Living Together? Think Twice Before Combining Finances
In 1977, only one million Americans were cohabiting; today, it’s five million, according to the Census Bureau. Should you combine bank accounts with a live-in partner?The short answer is: No. Keep everything separate—from credit cards to savings accounts. My friendly neighborhood banker shared the tale of a client who opened a joint account with her boyfriend, only to have him drain it when they broke up.
When you’re married, the government recognizes your assets as legally owned by both of you. If someone absconds with all the cash, the other person has the power to get restoration in a divorce court. But if you’re not hitched and your partner walks away with the dough, you have no legal recourse, because when you opened your joint account you signed a customer access agreement that gave your partner the key.

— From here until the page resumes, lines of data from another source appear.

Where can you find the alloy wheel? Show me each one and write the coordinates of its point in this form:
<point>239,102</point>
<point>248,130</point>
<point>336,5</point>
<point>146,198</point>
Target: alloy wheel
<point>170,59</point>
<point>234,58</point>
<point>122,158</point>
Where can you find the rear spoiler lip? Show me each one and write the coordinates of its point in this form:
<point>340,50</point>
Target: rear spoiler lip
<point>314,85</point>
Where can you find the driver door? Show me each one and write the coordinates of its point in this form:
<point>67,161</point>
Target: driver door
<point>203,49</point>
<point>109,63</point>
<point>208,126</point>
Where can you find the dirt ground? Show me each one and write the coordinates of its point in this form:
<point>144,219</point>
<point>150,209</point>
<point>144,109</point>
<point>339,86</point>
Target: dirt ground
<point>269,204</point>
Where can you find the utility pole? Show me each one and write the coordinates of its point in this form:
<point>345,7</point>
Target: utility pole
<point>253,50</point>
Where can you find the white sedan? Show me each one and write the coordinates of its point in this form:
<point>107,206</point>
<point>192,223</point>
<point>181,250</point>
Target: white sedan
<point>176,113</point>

Another risk: If your partner is a check bouncer, you’re both liable for his bad habits in the event he bounces out of the picture. If you are a long-term, live-in couple with no plans to marry (Susan Sarandon/Tim Robbins, Goldie Hawn/Kurt Russell), consider a written property agreement that notes who owns what, and how you split up income and expenses.
Why bother? Because many states recognize an oral contract, or one implied by a living arrangement. So if you’re an investment banker supporting an unpublished poet, theoretically, he or she could go before a judge and say that you promised to split your take-home pay 50/50 with him. Tough to prove, yes, but who wants a court fight? You can download forms for a written property agreement at the web site Selfhelplaw.com.